I have found that there isn’t a lot of attention given today to helping our young children and caregivers learn and apply their family values and histories to their lives. We seem too content to allow outside sources and perspectives fill this void and become the driving forces in our families. I believe we do this to the detriment of our families and our communities. We risk allowing ourselves and our children to become individuals who reflect other world views, other value systems that don’t reflect our heritage.

We risk allowing the next generation to get lost because they were never taught where they came from.

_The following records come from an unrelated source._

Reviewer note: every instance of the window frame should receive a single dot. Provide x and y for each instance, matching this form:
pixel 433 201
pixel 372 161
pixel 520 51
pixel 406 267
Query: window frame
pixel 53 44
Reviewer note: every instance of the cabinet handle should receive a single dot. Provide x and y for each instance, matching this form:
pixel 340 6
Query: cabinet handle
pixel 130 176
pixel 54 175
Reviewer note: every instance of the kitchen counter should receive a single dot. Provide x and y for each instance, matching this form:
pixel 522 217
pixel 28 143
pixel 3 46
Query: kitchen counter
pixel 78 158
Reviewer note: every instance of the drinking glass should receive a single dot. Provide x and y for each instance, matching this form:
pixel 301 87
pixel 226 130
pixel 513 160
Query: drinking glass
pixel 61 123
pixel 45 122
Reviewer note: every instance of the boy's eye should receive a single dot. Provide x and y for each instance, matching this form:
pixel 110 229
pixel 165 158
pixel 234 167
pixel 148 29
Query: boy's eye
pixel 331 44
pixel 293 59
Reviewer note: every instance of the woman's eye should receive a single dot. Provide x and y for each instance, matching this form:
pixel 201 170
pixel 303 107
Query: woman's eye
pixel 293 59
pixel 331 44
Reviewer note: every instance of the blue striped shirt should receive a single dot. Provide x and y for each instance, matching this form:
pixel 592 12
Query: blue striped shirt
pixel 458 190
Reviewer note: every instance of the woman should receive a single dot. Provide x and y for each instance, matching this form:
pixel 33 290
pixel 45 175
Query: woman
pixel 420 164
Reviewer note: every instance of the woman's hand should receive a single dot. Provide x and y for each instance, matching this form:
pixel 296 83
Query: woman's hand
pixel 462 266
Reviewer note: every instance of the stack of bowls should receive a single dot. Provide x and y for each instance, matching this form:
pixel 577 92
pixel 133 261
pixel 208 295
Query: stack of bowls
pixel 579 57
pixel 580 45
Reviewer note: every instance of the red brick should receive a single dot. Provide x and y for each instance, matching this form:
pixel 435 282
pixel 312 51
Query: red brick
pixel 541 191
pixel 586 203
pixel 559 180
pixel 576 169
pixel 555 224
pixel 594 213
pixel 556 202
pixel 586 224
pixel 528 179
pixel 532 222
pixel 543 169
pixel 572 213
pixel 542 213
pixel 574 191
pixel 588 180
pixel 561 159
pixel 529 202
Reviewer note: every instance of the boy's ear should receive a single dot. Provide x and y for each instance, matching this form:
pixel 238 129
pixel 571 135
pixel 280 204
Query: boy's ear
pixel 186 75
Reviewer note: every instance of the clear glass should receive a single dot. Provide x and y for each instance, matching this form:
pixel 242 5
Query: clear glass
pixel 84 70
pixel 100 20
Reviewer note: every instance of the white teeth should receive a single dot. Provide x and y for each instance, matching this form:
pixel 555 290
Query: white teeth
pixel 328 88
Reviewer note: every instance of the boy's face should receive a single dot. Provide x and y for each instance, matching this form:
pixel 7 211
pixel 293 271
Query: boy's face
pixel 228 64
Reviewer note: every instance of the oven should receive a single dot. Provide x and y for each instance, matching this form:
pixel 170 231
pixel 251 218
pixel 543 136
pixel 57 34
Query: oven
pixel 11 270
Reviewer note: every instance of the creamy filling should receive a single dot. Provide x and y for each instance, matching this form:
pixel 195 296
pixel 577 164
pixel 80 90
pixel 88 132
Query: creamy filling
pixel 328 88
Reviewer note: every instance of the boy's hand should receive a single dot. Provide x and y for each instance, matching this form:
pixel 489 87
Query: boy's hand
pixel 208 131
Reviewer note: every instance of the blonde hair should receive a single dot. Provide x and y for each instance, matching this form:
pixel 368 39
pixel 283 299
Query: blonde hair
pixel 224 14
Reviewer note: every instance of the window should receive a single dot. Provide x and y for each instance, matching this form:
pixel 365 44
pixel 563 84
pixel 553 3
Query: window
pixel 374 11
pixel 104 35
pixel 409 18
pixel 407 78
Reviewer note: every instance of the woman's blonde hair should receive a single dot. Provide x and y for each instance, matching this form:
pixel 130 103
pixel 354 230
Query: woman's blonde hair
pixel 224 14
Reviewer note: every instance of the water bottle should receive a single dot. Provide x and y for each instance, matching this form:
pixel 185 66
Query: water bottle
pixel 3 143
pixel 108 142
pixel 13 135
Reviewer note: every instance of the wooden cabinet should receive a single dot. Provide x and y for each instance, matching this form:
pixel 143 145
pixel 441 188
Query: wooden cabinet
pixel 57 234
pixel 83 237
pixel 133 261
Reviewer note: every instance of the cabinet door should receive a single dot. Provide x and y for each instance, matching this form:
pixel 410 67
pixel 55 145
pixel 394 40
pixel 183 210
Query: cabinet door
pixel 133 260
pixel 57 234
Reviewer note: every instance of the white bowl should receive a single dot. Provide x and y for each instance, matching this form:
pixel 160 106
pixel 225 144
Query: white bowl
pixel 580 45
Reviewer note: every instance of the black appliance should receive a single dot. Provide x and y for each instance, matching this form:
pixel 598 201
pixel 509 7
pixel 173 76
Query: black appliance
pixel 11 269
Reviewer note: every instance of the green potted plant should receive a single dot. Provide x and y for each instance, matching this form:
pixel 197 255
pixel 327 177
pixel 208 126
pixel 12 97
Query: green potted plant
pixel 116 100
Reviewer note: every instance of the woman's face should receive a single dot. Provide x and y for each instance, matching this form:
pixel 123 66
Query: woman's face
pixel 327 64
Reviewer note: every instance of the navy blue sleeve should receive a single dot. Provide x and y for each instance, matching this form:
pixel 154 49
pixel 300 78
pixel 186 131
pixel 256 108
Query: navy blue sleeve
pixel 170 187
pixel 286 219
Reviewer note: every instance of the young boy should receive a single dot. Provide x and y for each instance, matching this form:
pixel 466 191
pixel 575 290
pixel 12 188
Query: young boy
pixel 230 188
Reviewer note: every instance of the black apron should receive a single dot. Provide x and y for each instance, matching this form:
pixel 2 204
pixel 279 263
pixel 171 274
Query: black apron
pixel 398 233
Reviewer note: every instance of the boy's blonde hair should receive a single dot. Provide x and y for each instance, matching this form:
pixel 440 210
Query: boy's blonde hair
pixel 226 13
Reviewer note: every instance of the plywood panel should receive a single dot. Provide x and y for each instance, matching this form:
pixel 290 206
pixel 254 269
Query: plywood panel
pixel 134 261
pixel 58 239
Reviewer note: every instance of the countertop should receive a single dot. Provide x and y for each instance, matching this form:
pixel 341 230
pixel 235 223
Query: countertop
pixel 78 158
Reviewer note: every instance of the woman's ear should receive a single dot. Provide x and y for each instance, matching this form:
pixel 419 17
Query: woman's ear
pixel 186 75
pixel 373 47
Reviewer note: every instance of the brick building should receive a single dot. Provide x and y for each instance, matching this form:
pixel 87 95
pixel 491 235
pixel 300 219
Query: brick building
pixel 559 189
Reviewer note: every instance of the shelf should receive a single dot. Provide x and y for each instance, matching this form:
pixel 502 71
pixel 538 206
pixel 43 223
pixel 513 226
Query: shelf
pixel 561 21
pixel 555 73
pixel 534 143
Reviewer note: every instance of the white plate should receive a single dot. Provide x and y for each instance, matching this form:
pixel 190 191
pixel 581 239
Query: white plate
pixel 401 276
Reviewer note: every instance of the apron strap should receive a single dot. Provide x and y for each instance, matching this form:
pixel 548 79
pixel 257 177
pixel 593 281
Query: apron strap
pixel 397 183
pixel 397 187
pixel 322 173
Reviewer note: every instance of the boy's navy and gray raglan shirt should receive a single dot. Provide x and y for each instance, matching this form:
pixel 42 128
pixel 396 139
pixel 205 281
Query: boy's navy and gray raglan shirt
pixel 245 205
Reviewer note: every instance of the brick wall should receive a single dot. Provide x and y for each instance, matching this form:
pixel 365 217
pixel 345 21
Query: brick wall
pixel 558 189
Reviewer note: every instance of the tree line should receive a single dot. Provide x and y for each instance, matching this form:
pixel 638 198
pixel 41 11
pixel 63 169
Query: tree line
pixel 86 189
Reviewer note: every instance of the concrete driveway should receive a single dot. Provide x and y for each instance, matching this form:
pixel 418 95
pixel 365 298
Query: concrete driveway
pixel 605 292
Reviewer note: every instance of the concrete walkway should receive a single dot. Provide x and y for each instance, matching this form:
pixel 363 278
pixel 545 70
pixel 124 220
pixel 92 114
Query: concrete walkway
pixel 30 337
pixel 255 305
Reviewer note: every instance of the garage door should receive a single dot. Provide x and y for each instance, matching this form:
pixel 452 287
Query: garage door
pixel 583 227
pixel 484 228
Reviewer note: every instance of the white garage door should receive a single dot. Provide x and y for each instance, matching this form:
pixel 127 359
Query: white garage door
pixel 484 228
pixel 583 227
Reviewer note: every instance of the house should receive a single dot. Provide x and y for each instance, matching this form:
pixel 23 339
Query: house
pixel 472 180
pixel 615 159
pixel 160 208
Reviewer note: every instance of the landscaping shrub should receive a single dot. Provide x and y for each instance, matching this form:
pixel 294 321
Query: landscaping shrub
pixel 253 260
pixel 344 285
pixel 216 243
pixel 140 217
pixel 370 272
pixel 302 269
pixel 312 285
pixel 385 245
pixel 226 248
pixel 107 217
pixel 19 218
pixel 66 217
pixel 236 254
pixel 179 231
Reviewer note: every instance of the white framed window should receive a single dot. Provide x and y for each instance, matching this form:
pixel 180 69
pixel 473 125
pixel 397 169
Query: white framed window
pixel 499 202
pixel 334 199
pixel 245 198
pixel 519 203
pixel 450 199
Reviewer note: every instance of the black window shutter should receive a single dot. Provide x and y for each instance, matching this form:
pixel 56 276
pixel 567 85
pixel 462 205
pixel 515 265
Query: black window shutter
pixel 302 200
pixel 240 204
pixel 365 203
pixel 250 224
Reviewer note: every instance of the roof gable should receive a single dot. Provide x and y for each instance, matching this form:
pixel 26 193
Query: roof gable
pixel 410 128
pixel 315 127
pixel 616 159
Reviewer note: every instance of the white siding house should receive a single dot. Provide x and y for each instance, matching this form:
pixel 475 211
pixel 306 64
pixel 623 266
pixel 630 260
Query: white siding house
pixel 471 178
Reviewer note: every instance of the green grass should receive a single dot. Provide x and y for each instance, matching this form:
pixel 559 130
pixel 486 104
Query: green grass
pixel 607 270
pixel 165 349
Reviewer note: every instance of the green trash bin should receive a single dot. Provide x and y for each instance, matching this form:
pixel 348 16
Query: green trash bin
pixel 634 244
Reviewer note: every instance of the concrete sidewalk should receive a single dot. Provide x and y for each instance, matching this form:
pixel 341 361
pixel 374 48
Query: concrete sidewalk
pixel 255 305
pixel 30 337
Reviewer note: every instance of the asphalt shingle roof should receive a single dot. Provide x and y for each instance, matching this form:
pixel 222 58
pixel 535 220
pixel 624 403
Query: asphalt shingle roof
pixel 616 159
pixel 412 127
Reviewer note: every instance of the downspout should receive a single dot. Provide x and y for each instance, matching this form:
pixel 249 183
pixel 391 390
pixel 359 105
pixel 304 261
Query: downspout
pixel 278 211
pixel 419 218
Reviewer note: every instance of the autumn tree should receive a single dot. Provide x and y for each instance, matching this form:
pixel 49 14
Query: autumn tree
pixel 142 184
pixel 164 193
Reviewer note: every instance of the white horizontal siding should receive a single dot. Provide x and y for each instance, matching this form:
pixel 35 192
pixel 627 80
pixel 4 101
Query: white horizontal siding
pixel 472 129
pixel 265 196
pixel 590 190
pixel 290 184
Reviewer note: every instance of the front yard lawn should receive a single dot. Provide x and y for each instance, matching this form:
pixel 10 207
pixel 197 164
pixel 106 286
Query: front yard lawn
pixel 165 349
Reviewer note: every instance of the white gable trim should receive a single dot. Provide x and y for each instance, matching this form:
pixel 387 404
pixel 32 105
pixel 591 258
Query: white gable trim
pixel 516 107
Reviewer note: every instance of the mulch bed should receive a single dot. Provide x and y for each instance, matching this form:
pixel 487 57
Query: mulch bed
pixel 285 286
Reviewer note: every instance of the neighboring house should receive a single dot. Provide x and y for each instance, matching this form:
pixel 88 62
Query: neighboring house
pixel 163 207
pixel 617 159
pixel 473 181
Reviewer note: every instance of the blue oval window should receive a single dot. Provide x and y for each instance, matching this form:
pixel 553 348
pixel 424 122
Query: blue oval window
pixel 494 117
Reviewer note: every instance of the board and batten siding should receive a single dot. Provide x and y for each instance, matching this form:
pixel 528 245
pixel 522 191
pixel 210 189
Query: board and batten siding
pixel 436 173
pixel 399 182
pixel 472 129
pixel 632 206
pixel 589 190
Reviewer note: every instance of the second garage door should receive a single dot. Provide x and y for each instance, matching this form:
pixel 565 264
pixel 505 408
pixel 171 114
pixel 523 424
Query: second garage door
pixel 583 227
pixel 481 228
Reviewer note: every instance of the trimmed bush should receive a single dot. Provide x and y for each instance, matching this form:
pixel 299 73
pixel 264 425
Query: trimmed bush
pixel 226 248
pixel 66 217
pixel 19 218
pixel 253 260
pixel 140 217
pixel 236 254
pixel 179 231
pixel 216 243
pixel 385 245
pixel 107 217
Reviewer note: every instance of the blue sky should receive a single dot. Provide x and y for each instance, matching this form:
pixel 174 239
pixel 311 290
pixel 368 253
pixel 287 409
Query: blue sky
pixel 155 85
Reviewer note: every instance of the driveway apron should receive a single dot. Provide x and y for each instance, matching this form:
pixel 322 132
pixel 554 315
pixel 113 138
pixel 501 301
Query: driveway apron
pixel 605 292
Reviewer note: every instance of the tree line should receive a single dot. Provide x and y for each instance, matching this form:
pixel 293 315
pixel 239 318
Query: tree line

In traditional indigenous cultures, we find a more focused commitment to preparing the next generations by making sure they understand the history, traditions, and values from which they have blossomed. In addition to genealogy and family traditions, many indigenous cultures like the Hawaiian culture, pay close attention to the specific geographical places their families inhabit. They understand the power of an active and vibrant sense of place in the life of its people.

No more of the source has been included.